IOC「オリンピック貴族」は特別扱いされ5つ星ホテルを満喫

公開日: 更新日:

「中止の選択肢は事実上ない」――。国際オリンピック委員会(IOC)のディック・パウンド委員は、5月25日の米CNNの取材で断定した。

 新型コロナウイルス感染拡大で、政府が3度目の緊急事態宣言を再々延長し、東京2020オリンピック・パラリンピック大会開催を不安視する日本人に対し、結論だけを押し付けた。パウンド委員はさらに「すべてを保証できる者はいない」とも述べ、オリンピック強行開催後の感染爆発が日本人の杞憂でないことを確信させた。
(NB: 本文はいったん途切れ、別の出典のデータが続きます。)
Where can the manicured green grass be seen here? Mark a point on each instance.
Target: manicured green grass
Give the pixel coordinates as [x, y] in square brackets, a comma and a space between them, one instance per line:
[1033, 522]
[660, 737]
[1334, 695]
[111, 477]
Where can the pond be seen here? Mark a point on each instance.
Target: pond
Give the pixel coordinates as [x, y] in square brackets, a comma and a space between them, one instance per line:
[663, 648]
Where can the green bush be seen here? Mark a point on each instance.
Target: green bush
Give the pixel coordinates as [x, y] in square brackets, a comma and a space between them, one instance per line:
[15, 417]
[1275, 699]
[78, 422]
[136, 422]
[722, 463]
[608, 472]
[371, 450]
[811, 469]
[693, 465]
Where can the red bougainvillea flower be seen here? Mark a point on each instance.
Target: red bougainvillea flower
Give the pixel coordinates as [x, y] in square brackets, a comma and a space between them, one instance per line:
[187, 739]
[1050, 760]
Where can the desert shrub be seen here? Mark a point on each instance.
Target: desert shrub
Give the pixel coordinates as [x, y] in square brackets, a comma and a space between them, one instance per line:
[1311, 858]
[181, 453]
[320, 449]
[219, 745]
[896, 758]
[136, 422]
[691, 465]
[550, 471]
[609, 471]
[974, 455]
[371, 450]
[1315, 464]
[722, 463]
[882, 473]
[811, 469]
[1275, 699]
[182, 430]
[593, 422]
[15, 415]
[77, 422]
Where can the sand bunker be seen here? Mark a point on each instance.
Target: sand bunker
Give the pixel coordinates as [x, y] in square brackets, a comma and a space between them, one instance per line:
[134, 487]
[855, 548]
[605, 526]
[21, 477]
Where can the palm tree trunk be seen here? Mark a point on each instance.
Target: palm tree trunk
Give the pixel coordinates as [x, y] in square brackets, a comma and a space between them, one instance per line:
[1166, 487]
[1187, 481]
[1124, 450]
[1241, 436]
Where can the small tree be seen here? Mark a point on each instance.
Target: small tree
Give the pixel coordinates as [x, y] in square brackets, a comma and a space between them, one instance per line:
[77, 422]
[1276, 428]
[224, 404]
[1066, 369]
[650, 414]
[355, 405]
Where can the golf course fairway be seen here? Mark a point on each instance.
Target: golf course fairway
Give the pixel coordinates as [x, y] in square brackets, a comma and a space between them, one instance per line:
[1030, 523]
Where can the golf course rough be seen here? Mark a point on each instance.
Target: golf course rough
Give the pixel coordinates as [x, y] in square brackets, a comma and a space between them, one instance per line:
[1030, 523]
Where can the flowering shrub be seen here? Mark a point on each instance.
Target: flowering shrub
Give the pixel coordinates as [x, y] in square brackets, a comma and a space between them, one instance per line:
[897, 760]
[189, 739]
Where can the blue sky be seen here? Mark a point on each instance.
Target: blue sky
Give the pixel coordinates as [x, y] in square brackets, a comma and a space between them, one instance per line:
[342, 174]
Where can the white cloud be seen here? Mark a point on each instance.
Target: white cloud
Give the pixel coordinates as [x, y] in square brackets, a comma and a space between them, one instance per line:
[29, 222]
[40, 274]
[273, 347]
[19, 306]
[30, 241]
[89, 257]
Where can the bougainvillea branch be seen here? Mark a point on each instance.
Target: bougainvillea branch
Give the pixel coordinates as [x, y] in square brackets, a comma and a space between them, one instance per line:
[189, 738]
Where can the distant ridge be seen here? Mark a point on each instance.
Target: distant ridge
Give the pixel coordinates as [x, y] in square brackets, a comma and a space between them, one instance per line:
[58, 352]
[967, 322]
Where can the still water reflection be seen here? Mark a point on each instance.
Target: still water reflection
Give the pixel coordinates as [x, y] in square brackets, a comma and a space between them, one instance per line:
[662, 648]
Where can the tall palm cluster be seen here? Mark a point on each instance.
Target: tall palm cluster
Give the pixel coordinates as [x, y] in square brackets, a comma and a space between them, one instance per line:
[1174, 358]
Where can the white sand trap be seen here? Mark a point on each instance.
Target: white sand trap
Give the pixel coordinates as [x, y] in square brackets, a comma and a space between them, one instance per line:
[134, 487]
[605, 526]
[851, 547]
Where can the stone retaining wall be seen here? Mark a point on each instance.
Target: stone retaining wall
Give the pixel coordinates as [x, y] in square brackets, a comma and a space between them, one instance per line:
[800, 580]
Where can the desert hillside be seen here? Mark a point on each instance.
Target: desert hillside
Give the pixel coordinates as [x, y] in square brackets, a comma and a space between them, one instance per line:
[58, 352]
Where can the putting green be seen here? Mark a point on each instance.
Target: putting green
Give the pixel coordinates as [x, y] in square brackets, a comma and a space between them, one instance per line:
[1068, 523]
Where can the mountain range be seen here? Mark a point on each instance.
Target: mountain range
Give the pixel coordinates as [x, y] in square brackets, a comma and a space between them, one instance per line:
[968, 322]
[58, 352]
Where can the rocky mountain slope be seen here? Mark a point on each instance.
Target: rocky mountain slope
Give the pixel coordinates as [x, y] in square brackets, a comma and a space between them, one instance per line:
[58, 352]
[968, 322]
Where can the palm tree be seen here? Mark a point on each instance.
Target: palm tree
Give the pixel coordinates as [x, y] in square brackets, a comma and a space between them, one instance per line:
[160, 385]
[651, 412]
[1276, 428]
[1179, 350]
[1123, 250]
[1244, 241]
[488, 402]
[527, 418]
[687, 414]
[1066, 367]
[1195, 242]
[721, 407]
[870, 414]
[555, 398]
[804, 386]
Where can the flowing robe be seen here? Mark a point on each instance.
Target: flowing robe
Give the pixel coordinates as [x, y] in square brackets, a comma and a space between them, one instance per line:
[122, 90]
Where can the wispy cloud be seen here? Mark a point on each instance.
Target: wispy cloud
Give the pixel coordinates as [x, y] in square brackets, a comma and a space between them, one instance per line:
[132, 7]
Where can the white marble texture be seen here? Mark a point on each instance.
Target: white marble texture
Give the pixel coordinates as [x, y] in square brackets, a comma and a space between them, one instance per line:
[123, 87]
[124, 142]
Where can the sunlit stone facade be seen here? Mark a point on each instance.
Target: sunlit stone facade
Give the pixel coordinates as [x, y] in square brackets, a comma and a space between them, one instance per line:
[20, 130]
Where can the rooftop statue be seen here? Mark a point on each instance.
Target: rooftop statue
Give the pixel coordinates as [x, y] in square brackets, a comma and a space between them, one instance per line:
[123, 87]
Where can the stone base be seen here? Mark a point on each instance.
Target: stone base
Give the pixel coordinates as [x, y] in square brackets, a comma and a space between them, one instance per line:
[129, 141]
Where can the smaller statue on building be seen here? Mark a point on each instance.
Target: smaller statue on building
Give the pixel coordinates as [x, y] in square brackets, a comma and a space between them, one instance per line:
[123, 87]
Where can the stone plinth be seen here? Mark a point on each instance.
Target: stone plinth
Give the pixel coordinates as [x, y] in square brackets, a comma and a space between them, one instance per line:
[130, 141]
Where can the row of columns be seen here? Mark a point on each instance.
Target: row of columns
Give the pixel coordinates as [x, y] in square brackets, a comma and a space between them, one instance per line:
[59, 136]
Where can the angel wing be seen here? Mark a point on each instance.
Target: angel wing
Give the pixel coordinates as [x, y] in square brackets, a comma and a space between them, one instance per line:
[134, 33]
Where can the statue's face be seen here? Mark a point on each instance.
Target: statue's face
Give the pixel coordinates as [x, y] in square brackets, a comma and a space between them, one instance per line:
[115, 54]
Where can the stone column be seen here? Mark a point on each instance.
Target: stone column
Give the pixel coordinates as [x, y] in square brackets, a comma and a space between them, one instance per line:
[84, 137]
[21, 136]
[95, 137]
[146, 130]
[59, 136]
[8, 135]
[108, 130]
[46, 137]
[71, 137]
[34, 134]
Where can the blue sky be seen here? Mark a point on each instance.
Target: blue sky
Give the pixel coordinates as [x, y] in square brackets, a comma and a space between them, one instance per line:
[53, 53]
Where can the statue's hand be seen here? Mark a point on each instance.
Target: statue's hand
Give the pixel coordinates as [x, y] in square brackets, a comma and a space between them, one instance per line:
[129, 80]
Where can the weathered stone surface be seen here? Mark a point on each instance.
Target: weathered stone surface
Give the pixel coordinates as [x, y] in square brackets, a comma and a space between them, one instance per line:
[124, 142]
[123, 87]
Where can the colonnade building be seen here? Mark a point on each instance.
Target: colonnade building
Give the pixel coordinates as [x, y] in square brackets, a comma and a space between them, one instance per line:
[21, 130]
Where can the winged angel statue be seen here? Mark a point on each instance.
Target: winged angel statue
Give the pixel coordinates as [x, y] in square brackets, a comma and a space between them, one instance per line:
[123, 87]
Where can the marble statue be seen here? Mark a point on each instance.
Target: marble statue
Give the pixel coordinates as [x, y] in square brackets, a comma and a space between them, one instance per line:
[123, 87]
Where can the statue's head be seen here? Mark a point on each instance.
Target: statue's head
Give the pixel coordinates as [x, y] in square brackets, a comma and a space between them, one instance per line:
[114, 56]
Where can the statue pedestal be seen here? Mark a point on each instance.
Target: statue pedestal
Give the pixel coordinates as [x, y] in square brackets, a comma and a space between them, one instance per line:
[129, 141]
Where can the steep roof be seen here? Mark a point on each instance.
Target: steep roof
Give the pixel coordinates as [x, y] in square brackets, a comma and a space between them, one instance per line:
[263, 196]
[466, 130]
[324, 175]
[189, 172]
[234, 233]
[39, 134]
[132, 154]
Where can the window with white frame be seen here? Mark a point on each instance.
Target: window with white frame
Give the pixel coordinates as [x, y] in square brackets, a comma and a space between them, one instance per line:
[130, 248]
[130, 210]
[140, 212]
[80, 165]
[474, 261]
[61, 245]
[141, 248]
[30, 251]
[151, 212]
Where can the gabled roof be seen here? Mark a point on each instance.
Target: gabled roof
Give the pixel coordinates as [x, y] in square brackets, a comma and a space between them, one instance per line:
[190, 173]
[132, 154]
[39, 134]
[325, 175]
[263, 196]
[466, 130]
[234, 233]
 日本国民の神経を逆なでするようなIOC幹部の発言は枚挙にいとまがない。IOCの東京大会調整委員長のジョン・コーツ副会長は5月8日、緊急事態宣言下でも「絶対に開催される」。トーマス・バッハ会長は競技団体の会合で「我々は犠牲を払わなければならない」と宣言した。

 まるで封建領主が領民を諭すかのような言動は、「オリンピック貴族」の自負がなせる業だ。事実、IOC委員と競技団体幹部は自ら「オリンピックファミリー」と称し、開催都市の東京都と組織委員会にとって下にも置かない存在だ。開催都市契約大会運営要件は、IOC関係者のため、4~5つ星ホテルのシングル、ダブル、ツイン、数部屋のスイート計1400室提供を確約している。これらのホテルは「オリンピックファミリーホテル」(OFH)と呼び、部屋の配分は「IOCの単独の裁量」で決める。宿泊中はオリンピック旗の常時掲揚や救急車も用意される。